Gee How great is that!
They should levy the maximum fine against everyone they can. (Wipe out the deficit quite a bit). Most of the things I wanted existed on the internet prior everyone turning into greedy scumbags.
If you want to do it then do it properly server side.
If there was a search engine that only allowed content that didn't use ad's or cookies I would definitely use it.
(The content providers who complain about the useless drivel they just get from other sites really irritate me.)
If people want a police state it should apply universally not just to easy targets.
Violation of this law is just the same technically as me uploading goatse to peoples machines. Surely it should be covered under not installing files on peoples computers without permission.
(Computer misuse act or whatever).
The thing Google does (did ?) certainly should be a crime to get around the Safari no cookies thing.
Itunes seems to have a habit of doing all sorts of crap in the background of computers.
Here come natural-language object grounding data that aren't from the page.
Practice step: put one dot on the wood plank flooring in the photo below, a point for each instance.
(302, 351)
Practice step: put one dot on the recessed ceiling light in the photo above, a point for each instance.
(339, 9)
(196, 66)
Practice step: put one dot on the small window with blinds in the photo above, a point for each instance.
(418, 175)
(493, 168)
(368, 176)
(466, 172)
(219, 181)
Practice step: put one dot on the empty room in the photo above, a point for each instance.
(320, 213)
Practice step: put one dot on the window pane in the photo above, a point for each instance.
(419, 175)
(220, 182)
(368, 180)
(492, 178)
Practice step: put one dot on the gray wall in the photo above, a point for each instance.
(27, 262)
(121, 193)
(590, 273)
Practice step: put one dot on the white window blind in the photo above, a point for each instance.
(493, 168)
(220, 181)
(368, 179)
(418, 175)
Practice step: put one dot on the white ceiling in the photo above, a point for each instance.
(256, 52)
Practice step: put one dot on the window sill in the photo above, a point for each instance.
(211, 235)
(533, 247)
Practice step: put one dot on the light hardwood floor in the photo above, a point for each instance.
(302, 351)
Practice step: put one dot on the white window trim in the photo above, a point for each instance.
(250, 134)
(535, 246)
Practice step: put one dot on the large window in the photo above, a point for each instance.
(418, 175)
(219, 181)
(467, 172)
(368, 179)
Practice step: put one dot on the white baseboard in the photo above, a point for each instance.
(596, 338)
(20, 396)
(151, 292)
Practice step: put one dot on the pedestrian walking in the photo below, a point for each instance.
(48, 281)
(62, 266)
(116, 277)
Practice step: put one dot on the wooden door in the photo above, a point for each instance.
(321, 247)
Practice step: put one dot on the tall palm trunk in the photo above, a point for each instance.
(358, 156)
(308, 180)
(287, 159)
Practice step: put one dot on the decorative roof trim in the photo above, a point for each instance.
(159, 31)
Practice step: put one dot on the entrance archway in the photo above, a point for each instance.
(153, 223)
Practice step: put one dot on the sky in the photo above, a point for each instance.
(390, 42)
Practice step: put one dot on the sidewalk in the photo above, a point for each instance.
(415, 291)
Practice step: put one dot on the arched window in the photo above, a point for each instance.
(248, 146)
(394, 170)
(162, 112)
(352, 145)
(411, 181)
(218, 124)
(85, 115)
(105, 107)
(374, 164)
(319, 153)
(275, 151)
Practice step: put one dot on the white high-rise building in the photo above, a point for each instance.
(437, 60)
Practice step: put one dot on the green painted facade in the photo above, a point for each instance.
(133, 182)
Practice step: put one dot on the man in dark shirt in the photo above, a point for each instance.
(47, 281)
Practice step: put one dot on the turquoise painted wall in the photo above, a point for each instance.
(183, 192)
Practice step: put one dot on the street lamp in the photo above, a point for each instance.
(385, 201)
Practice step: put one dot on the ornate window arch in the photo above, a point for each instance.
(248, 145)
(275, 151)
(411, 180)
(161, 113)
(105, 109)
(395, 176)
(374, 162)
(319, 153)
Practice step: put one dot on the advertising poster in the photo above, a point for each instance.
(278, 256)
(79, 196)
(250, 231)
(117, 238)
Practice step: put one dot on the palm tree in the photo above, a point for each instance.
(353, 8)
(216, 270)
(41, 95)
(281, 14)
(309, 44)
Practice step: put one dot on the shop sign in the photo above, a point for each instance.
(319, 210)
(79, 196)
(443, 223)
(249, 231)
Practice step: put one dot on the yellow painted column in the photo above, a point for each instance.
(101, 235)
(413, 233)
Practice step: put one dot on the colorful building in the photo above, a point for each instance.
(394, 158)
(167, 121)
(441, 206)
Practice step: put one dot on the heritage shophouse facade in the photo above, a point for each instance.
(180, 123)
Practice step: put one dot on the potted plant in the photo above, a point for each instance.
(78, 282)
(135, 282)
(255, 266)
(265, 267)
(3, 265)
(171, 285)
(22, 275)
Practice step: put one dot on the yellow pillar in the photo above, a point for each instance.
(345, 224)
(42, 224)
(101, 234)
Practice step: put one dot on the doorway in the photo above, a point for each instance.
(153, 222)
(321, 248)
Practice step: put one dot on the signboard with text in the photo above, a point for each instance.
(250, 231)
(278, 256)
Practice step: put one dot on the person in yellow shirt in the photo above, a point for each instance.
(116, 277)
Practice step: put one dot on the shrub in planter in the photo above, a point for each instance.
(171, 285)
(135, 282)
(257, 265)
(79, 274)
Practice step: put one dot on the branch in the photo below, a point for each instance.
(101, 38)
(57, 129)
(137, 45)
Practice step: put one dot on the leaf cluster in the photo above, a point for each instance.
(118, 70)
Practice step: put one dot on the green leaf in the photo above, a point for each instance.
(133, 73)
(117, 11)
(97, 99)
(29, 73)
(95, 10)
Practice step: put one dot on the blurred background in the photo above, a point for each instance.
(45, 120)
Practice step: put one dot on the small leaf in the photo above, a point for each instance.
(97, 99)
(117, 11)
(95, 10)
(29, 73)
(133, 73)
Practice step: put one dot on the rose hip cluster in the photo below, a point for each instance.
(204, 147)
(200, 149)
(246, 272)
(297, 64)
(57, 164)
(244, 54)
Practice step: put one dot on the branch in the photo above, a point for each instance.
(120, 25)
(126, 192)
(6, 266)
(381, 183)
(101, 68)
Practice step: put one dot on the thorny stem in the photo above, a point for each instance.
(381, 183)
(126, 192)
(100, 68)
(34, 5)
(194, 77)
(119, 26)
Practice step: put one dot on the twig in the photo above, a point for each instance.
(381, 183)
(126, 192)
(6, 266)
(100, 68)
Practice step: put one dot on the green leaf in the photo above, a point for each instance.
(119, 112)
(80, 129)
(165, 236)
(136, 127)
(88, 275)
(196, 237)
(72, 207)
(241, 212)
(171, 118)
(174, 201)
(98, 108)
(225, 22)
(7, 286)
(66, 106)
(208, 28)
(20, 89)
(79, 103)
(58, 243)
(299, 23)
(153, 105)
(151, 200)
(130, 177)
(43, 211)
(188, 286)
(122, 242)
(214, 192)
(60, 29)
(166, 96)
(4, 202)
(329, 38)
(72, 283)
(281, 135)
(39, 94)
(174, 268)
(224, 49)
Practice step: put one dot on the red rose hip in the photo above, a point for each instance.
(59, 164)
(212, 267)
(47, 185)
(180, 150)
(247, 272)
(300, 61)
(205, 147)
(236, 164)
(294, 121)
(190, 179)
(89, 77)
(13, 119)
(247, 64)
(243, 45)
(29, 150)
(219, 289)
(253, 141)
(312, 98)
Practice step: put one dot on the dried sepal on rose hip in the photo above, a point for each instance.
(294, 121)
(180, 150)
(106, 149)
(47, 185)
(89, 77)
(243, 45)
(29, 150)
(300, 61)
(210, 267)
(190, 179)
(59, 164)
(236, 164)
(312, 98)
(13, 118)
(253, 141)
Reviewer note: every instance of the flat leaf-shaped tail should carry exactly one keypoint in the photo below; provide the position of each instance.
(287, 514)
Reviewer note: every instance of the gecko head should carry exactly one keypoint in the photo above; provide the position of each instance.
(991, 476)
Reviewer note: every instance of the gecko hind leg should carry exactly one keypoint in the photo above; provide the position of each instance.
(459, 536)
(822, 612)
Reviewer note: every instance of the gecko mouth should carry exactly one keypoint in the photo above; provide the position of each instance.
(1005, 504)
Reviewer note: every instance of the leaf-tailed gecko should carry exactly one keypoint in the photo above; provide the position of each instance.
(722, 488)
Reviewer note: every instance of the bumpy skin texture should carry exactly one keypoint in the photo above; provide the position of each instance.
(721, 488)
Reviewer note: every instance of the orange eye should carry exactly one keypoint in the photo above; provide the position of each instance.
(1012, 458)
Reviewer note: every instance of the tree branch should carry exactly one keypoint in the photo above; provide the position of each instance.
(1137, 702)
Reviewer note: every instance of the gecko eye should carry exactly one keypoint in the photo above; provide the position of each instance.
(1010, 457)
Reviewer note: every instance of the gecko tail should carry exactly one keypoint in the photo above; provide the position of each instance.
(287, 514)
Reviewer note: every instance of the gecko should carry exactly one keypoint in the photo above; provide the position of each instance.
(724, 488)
Facebook itself is more of a problem than the purpotrator of - http://forums.theregister.co.uk/forum/latest/2012/05/17/facebook_account_hacker_jailed/
British culture is a lost cause.
The individual is meaningless for the purposes of website analytics and targeted advertising, the movements of a single user whilst of academic interest it is actually the movement of the ' herd ' as whole that influences changes. Tagging every one of them using a cookie, pixel gif, HTML5 storage,Etag and a slew of other methods is just a waste of bandwidth.
Besides, even without cookies chances are good a visitor can still be tracked. https://panopticlick.eff.org/ fess up if tells you your PC is unique!
In closing something else to consider is the Phorm debacle, whilst this was swiftly exterminated by the groundswell of the public at large being outraged its almost identical data collecting twin in the form of services like Cloudlflare have gone largely unnoticed by privacy advocates.